Jules Dassin’s Rififi (1955)

Stanley Kubrick’s The Killing (1956)

Sidney Lumet’s Dog Day Afternoon (1975)

John Huston’s The Asphalt Jungle (1950)

Joseph Sargent’s The Taking of Pelham One Two Three (1974)

Norman Jewison’s The Thomas Crown Affair (1968)

Raoul Walsh’s High Sierra (1941)

Jean-Pierre Melville‘s Bob Le Flambeur (1956)

Robert Siodmak’s Criss Cross (1949)

Mario Monicelli‘s Big Deal on Madonna Street (1958)

Fabián Bielinsky‘s Nueve Reinas (Nice Queens) (2000) – I was introduced to this Argentine gem during a course I took on heist films. It immediately became a favorite. Although it’s a contemporary movie, I know all classics fans would love it.

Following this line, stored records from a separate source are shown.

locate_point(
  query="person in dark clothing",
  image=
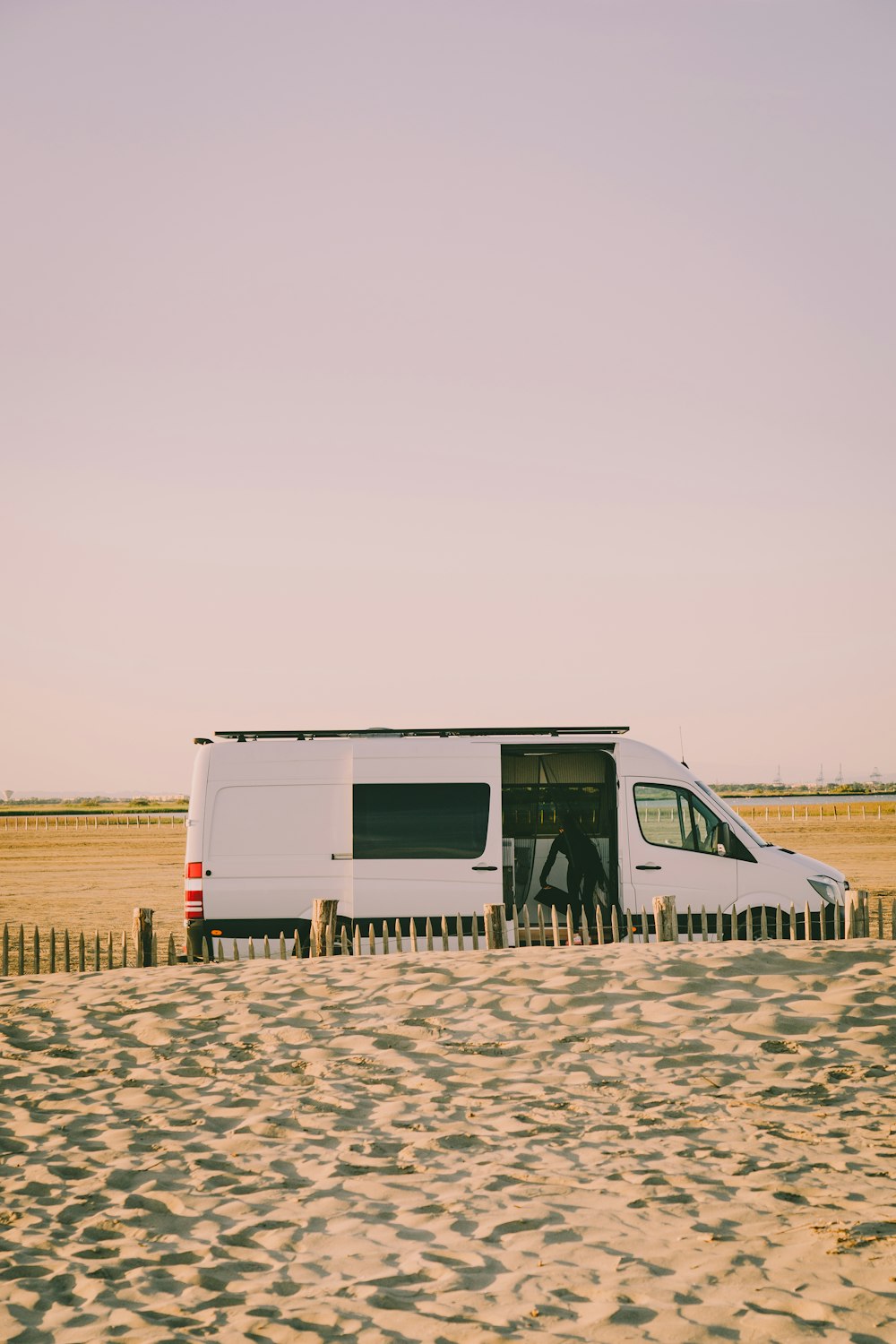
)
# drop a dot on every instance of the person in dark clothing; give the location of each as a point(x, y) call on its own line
point(584, 867)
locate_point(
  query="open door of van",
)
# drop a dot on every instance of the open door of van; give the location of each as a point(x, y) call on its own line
point(426, 827)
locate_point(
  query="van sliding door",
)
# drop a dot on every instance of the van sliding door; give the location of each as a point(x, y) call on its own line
point(426, 827)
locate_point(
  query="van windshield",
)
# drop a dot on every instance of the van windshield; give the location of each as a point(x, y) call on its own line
point(732, 814)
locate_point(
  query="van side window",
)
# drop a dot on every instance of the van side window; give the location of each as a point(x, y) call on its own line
point(419, 820)
point(675, 817)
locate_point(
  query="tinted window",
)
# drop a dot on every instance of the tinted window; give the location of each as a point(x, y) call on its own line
point(676, 819)
point(421, 820)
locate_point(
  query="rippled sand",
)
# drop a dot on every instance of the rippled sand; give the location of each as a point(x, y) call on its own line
point(678, 1144)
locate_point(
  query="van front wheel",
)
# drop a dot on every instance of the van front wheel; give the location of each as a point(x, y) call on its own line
point(771, 929)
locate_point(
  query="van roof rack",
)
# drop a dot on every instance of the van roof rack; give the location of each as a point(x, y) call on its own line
point(252, 734)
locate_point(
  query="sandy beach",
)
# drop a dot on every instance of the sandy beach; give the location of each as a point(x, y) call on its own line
point(680, 1144)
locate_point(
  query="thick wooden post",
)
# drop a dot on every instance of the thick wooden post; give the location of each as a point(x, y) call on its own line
point(142, 935)
point(856, 914)
point(495, 927)
point(665, 918)
point(323, 921)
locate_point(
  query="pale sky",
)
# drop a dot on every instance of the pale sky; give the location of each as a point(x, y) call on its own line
point(476, 362)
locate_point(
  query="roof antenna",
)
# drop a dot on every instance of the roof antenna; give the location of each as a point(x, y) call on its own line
point(681, 744)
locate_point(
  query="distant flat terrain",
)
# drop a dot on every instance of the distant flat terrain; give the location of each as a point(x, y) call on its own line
point(91, 879)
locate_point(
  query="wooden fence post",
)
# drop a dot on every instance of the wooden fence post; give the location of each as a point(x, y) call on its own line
point(323, 921)
point(495, 927)
point(665, 918)
point(856, 914)
point(142, 935)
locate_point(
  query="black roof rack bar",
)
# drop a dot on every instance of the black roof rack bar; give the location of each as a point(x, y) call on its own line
point(413, 733)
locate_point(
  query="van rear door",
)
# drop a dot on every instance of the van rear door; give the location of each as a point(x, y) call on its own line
point(426, 827)
point(279, 831)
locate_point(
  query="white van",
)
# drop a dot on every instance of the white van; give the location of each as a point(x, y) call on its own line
point(402, 824)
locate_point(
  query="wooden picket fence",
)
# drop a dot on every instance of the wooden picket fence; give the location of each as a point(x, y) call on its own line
point(61, 951)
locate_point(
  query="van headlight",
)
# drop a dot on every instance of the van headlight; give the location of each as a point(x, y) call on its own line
point(826, 889)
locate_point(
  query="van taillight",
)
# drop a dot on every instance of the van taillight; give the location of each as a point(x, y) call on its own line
point(194, 892)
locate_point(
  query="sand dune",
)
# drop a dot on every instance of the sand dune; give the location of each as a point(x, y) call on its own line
point(680, 1144)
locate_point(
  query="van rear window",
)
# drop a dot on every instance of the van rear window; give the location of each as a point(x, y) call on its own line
point(419, 820)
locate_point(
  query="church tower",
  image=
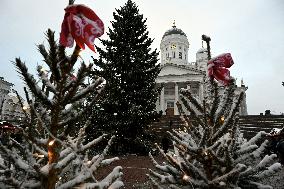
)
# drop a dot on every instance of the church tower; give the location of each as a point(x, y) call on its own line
point(174, 47)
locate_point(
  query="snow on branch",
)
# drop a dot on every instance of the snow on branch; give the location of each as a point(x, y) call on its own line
point(31, 82)
point(87, 90)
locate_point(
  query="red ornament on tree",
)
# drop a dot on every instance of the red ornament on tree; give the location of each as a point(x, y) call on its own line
point(217, 68)
point(82, 25)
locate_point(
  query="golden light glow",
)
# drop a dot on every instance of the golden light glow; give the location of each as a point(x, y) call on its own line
point(51, 142)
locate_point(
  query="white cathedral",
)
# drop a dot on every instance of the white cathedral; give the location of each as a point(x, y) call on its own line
point(177, 72)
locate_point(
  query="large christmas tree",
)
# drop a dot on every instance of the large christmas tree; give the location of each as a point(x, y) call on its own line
point(130, 68)
point(53, 153)
point(209, 151)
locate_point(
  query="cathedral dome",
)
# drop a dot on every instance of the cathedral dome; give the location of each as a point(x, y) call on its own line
point(174, 30)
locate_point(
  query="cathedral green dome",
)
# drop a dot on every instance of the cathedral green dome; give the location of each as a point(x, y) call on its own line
point(174, 30)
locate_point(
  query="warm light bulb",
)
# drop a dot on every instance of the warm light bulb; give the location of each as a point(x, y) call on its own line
point(51, 142)
point(185, 177)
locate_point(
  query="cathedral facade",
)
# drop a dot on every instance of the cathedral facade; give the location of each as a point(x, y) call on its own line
point(177, 72)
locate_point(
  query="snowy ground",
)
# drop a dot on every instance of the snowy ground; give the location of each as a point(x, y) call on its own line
point(134, 171)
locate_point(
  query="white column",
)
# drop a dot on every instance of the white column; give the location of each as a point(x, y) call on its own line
point(162, 100)
point(201, 91)
point(176, 99)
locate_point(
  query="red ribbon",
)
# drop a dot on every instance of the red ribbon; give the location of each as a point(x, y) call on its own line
point(82, 24)
point(217, 68)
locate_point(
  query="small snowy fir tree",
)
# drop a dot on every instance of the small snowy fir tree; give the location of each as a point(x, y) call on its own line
point(210, 152)
point(53, 154)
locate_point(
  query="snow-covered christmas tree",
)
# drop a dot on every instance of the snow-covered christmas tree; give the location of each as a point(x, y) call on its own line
point(53, 154)
point(210, 152)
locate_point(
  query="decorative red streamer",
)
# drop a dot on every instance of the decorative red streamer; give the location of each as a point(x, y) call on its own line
point(82, 25)
point(217, 68)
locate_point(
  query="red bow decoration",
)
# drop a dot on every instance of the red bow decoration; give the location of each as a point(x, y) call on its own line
point(82, 24)
point(217, 68)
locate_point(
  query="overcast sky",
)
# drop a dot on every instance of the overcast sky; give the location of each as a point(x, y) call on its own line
point(251, 30)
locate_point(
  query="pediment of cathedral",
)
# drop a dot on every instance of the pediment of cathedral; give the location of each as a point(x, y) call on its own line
point(173, 69)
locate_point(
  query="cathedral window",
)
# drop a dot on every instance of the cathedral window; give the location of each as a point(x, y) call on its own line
point(180, 55)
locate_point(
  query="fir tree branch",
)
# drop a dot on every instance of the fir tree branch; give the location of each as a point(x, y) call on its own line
point(31, 82)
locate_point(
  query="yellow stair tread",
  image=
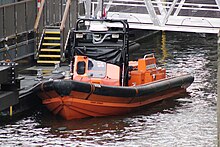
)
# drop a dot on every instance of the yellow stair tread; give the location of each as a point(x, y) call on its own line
point(52, 38)
point(50, 50)
point(51, 32)
point(55, 56)
point(42, 61)
point(51, 44)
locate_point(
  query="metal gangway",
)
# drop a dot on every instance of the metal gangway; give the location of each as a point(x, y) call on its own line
point(202, 16)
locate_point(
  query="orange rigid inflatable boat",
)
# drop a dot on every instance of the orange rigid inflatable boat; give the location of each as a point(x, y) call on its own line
point(103, 81)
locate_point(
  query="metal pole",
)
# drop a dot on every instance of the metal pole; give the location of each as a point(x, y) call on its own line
point(218, 90)
point(102, 5)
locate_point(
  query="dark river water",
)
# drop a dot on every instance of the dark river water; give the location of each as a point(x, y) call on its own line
point(186, 121)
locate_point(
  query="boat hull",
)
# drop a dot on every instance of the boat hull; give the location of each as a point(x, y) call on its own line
point(73, 100)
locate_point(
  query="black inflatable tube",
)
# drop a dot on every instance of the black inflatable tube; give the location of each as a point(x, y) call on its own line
point(64, 87)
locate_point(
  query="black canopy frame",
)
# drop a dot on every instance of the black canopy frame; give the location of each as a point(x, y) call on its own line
point(109, 49)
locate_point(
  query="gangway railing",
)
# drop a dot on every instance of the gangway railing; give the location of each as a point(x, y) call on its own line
point(62, 13)
point(174, 15)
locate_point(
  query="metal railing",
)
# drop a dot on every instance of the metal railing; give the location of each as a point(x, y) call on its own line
point(62, 13)
point(16, 29)
point(162, 14)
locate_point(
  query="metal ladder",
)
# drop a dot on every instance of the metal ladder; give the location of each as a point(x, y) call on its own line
point(49, 46)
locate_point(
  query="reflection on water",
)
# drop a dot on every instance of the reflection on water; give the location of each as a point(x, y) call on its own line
point(189, 120)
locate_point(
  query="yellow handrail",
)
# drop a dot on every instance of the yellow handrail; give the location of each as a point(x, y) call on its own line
point(36, 24)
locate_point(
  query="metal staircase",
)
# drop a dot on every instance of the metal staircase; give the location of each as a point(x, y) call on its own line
point(51, 29)
point(49, 47)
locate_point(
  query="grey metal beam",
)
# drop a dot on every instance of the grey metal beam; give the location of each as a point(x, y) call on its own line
point(88, 9)
point(152, 12)
point(218, 3)
point(179, 7)
point(98, 8)
point(169, 12)
point(162, 10)
point(218, 91)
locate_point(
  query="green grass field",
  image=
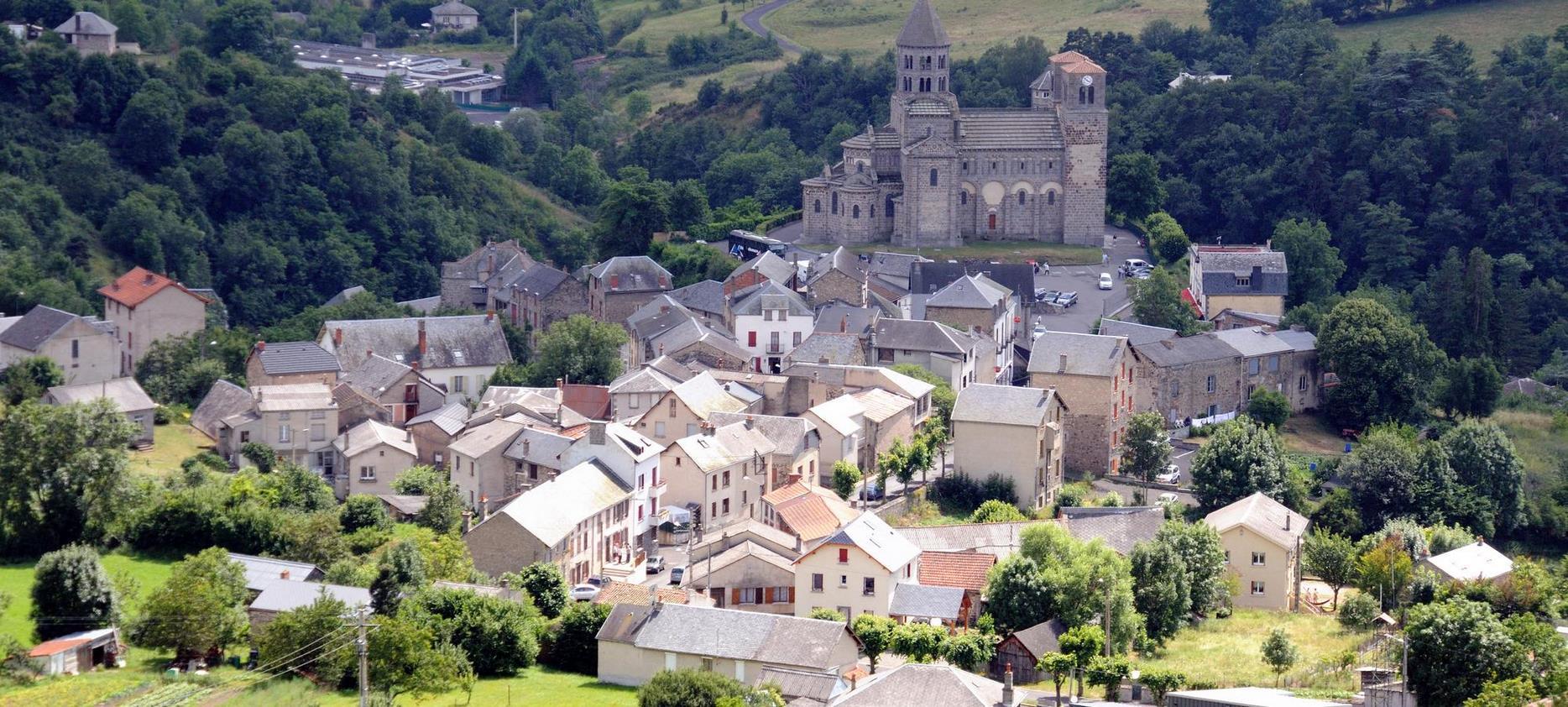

It’s a twisty, well-acted labyrinth that’s well worth your time.


Twelve Days

I would have included Dog Day Afternoon and The Taking of Pelham… here, but no repeats allowed. These are movies with stories that take place in one day.

Fred Zinnemann’s High Noon (1952)

George A. Romero’s Night of the Living Dead (1968)

Alfred Hitchcock’s Rope (1958)

Sidney Lumet’s 12 Angry Men (1957)

Ridley Scott’s Alien (1979)

Frank Capra’s Arsenic and Old Lace (1944)

Akira Kurosawa’s Rashomon (1950)

Mike Nichols’ Who’s Afraid of Virginia Woolfe? (1966)

Sidney Lumet’s Long Day’s Journey Into Night (1962)

Walter Hill’s The Warriors (1979)

Carl Th. Dreyer’s The Passion of Joan of Arc (1928)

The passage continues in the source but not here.